Auch die technische Ausstattung kam von Sympathisanten. Das HAU und der Wasserturm sponserten Equipment, „Lichtblick“ und „Lichthaberei“ kümmerten sich um Ton und Licht, ein Kreuzberger Klavierbauer stellte einen Flügel zur Verfügung. Die Kreuzberger konnten stolz darauf sein, in so kurzer Zeit ein Programm auf die Beine gestellt zu haben, von dem man viel sprach. Auch Foidl von der Großmarkt GmbH unterstützte das Programm finanziell und fragte schon vor Wochen an, ob Jam Aleith das Projekt auch nach dem 7. Juli fortsetzen würde. Aleith erbat sich Bedenkzeit.
Denn auch während der Zeit des Waffenstillstands und der gemeinsamen Gespräche ließ sich die Berliner Großmarkt GmbH, ein zu 100 Prozent dem Land gehörendes Unternehmen, nicht in die Karten gucken.
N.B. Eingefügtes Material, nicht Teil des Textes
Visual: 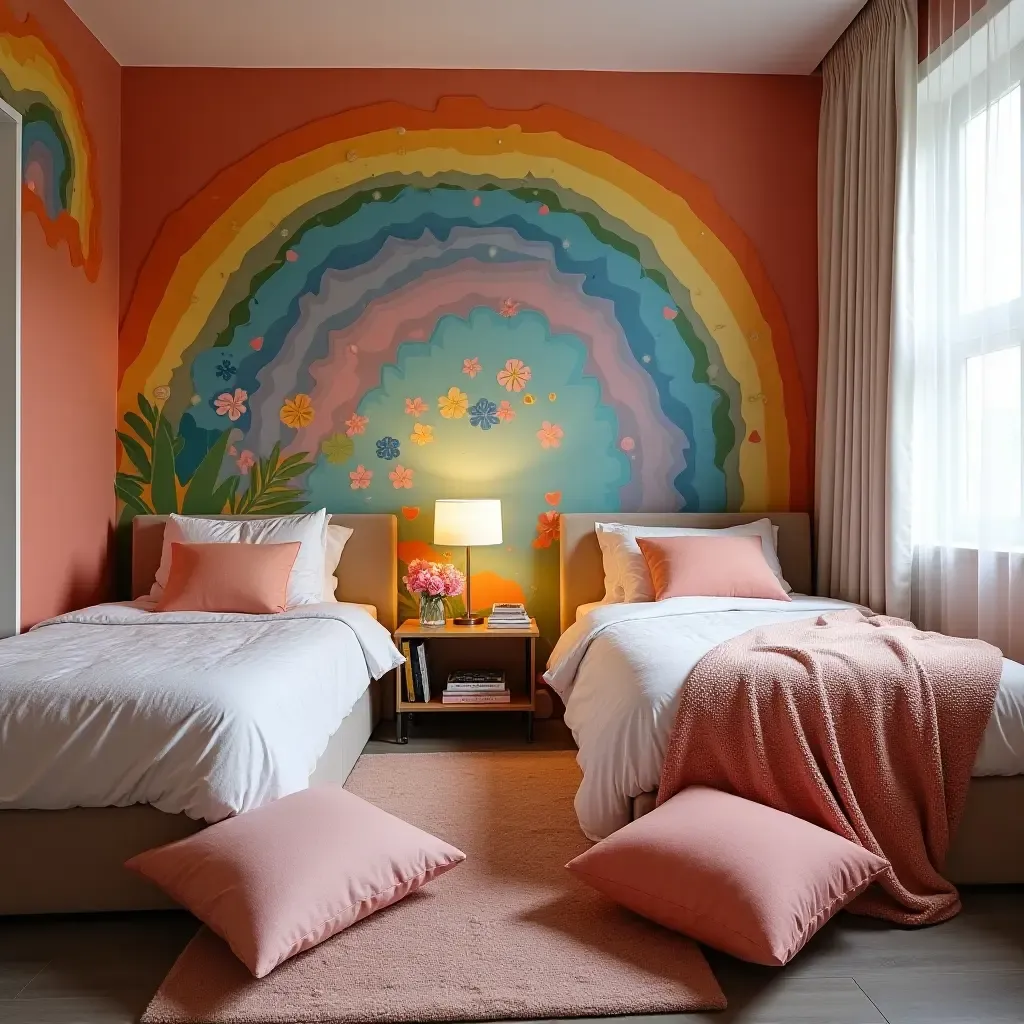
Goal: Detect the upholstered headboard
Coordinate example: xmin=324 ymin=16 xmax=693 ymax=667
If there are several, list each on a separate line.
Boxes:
xmin=558 ymin=512 xmax=812 ymax=632
xmin=131 ymin=515 xmax=398 ymax=632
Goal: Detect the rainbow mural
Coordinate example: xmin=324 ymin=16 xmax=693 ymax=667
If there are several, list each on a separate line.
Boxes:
xmin=0 ymin=6 xmax=100 ymax=281
xmin=116 ymin=97 xmax=808 ymax=635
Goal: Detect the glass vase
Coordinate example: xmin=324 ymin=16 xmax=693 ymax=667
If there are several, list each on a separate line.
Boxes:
xmin=420 ymin=594 xmax=444 ymax=626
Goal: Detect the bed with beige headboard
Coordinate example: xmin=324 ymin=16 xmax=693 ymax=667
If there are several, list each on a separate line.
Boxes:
xmin=0 ymin=515 xmax=398 ymax=914
xmin=131 ymin=515 xmax=398 ymax=633
xmin=558 ymin=512 xmax=813 ymax=633
xmin=559 ymin=512 xmax=1024 ymax=884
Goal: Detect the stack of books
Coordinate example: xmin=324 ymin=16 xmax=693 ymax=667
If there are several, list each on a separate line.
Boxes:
xmin=487 ymin=604 xmax=530 ymax=630
xmin=441 ymin=672 xmax=512 ymax=703
xmin=401 ymin=640 xmax=430 ymax=703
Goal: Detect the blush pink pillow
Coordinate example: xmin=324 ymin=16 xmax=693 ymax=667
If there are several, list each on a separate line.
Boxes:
xmin=125 ymin=785 xmax=466 ymax=978
xmin=157 ymin=541 xmax=302 ymax=615
xmin=637 ymin=537 xmax=790 ymax=601
xmin=566 ymin=786 xmax=889 ymax=967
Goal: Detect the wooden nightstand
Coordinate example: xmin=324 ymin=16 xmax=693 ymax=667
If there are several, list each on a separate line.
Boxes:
xmin=394 ymin=618 xmax=541 ymax=743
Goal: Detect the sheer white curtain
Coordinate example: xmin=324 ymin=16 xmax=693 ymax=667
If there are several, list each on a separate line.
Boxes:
xmin=913 ymin=0 xmax=1024 ymax=658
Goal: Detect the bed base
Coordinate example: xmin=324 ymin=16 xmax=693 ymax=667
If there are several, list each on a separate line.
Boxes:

Von der vereinbarten Beteiligung der Händler und Bürger konnte nicht wirklich die Rede sein. Die Betroffenen wurden nur an den Tisch gelassen, solange am Tisch geschwiegen wurde. Was tatsächlich geplant wurde, wusste niemand.
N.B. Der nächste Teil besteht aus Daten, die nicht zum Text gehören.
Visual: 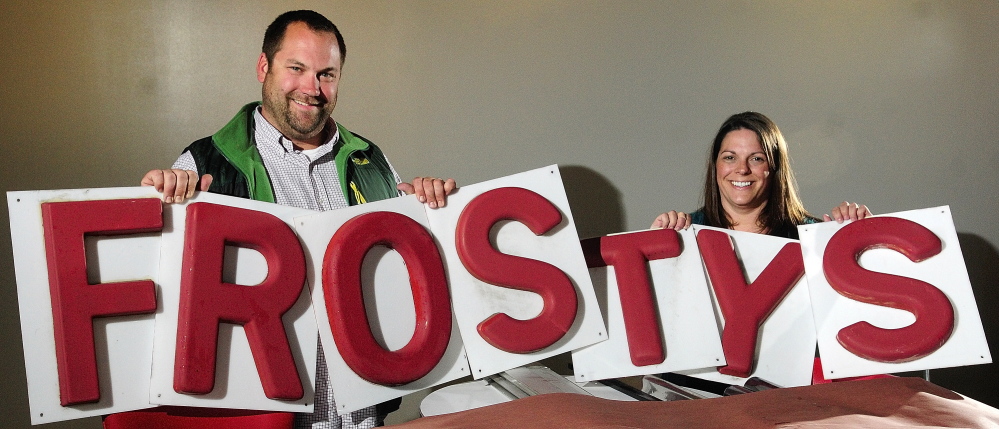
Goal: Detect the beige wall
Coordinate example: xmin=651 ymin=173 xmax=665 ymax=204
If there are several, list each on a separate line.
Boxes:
xmin=0 ymin=0 xmax=999 ymax=428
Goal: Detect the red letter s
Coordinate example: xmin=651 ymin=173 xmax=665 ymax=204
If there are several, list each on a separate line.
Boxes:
xmin=822 ymin=217 xmax=954 ymax=362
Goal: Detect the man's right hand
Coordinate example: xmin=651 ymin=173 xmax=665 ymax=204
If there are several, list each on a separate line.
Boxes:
xmin=139 ymin=170 xmax=212 ymax=203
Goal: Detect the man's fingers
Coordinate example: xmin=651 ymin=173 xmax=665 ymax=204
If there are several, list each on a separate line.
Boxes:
xmin=198 ymin=174 xmax=212 ymax=191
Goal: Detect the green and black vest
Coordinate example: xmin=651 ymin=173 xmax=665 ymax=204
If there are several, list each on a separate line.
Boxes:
xmin=184 ymin=102 xmax=399 ymax=205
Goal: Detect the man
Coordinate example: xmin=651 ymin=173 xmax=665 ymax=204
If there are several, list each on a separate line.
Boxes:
xmin=141 ymin=10 xmax=456 ymax=428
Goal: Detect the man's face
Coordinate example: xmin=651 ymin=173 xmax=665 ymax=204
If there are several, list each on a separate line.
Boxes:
xmin=257 ymin=22 xmax=342 ymax=148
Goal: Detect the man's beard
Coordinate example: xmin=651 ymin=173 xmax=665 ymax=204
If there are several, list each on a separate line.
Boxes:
xmin=264 ymin=84 xmax=336 ymax=140
xmin=281 ymin=98 xmax=333 ymax=138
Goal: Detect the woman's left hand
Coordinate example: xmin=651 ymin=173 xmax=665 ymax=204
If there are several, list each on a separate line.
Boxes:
xmin=822 ymin=201 xmax=874 ymax=223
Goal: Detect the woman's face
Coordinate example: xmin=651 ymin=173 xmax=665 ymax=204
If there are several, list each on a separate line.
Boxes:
xmin=715 ymin=129 xmax=770 ymax=213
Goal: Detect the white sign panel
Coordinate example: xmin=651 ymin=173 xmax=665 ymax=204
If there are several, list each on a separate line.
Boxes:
xmin=148 ymin=192 xmax=317 ymax=412
xmin=680 ymin=225 xmax=815 ymax=387
xmin=7 ymin=187 xmax=160 ymax=424
xmin=572 ymin=229 xmax=725 ymax=381
xmin=295 ymin=195 xmax=469 ymax=414
xmin=798 ymin=206 xmax=992 ymax=379
xmin=427 ymin=165 xmax=607 ymax=378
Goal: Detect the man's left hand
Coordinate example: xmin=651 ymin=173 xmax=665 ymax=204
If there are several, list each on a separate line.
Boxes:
xmin=396 ymin=177 xmax=458 ymax=209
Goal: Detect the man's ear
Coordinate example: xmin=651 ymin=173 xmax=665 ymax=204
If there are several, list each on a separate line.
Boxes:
xmin=257 ymin=52 xmax=270 ymax=83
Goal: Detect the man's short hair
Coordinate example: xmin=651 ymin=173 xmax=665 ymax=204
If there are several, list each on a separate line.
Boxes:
xmin=261 ymin=10 xmax=347 ymax=64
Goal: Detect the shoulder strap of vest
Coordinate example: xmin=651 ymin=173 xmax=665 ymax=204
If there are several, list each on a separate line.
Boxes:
xmin=184 ymin=137 xmax=250 ymax=198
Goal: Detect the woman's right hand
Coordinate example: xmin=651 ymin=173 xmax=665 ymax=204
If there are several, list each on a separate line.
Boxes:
xmin=651 ymin=210 xmax=691 ymax=231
Bis der 7. Juni kam. Da wussten es plötzlich alle. Schon am Vorabend hatte Foidl den Händlern plötzlich und exakt einen Monat vor dem angekündigten Datum – als hätte er sich im Monat geirrt – ein fertiges Konzept auf den Tisch gelegt. Noch in derselben Nacht hatte er diesen Entwurf an dem gemeinsam mit dem Mieterrat eingerichteten Informationsstand auf- und deren Ankündigungen kurzerhand abgehängt. Ohne den Mieterrat zu informieren.
Die Presse allerdings war informiert, der Tagesspiegel trumpfte mit einem fertigen Artikel über das Konzept der Halle auf, und im Radio plapperte ein Nachrichtensprecher den ganzen Morgen über vom neuen Gesicht der Halle. Foidl hatte die Karten aufgedeckt. Keine falschen Karten, doch zu einem falschen Zeitpunkt und gegen die verabredeten Regeln. Er hatte, inmitten des Waffenstillstandes, einen Überraschungsangriff ausgeführt. Vielleicht hatte er befürchtet, dass die zweimonatige Ruhe mit musikalischen Einlagen und töpfernden Kindern eine trügerische Ruhe sein könnte. Die Ruhe vor dem Sturm.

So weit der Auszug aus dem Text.